Equity Release

‘Better than grandeur, better than gold, than rank and title, a thousand-fold, is a healthy body, a mind at ease, and simple pleasures that always please. A heart that can feel for another’s woe, and shares his joys with genial glow, with sympathies large enough to enfold, all men as brothers, is better than gold.’ Poetry is emotion recollected in tranquillity. It is the music to the soul and the spontaneous overflow.

However, to organize a poetry slam event that will bring the masses together and help spoken word artists and upcoming poets showcase their prowess, then you need the capital to help make this event the talk of the town. Home equity release is one of the best financial products to help you achieve this.

What’s the Home Equity Release?

The scheme is aimed at retirees aged 55+ and homeowners in the UK with estates worth more than €70,000. The plan offers you two options, the home reversion scheme and the lifetime mortgage plan. What makes the financial product stand out from standard mortgages is that you don’t have to make any monthly repayments and you repay the equity release plan when you die or move into residential care.

Another significant thing that makes these plans worthwhile is that you don’t pass on the debt to your kids. Even in the rarest of cases where the value of your residence depreciates to cater to the various expenses and any incurred arrears, the remaining loan will be written off. In any case, due to the improved Equity Release Council regulations1, all the plans offer you no negative equity guarantee2 which protects your family from owing more than the value of the estate.
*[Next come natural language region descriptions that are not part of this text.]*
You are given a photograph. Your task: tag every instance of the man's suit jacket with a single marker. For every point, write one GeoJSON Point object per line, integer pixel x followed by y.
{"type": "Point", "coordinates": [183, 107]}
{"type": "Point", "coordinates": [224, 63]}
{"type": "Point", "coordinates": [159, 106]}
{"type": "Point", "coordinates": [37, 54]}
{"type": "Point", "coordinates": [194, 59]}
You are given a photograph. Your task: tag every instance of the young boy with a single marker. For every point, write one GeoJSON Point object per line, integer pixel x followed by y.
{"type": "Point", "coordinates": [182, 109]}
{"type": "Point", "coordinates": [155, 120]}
It also ensures that you to transfer your scheme to another estate without incurring any penalties.

With these plans, you also have to get both financial and legal advice before taking out the scheme. According to the Financial Conduct Authority3 (FCA) and the ERC getting the proper guidance from a professional advisor and a solicitor will make sure that you get the best plans and not fall into the trap of quacks. The financial advisor will guide you through the various process and also assist in assessing your property eligibility. They can even offer you better alternatives since these plans also require hefty fees and subject you to early repayment charges.

A solicitor, on the other hand, will help you navigate through the legal requirements of equity release plans. They’ll also walk you through your right after taking the equity release scheme. You must, however, ensure that you’re careful to pick out a plan provider that is certified by the ERC and FCA.

Since 2015, the equity release plans’ interest rates4 have significantly reduced, meaning that you won’t pay very high interests as compared to the traditional mortgages. The amount of interest you pay when you die or move into long-term care will be dependent on how long the plan will run and the type of equity release scheme you opt for. If you, for instance, pick the voluntary repayment option, you can choose to pay the interests monthly – meaning that when you plan ends, you’ll only have to pay back the loan amount.  

Therefore, as most UK spoken word artists say, don’t fret. By taking out a lifetime mortgage plan or the home reversion scheme, you can organize the poetry slam event of the year. So, get up and see your financial advisor now!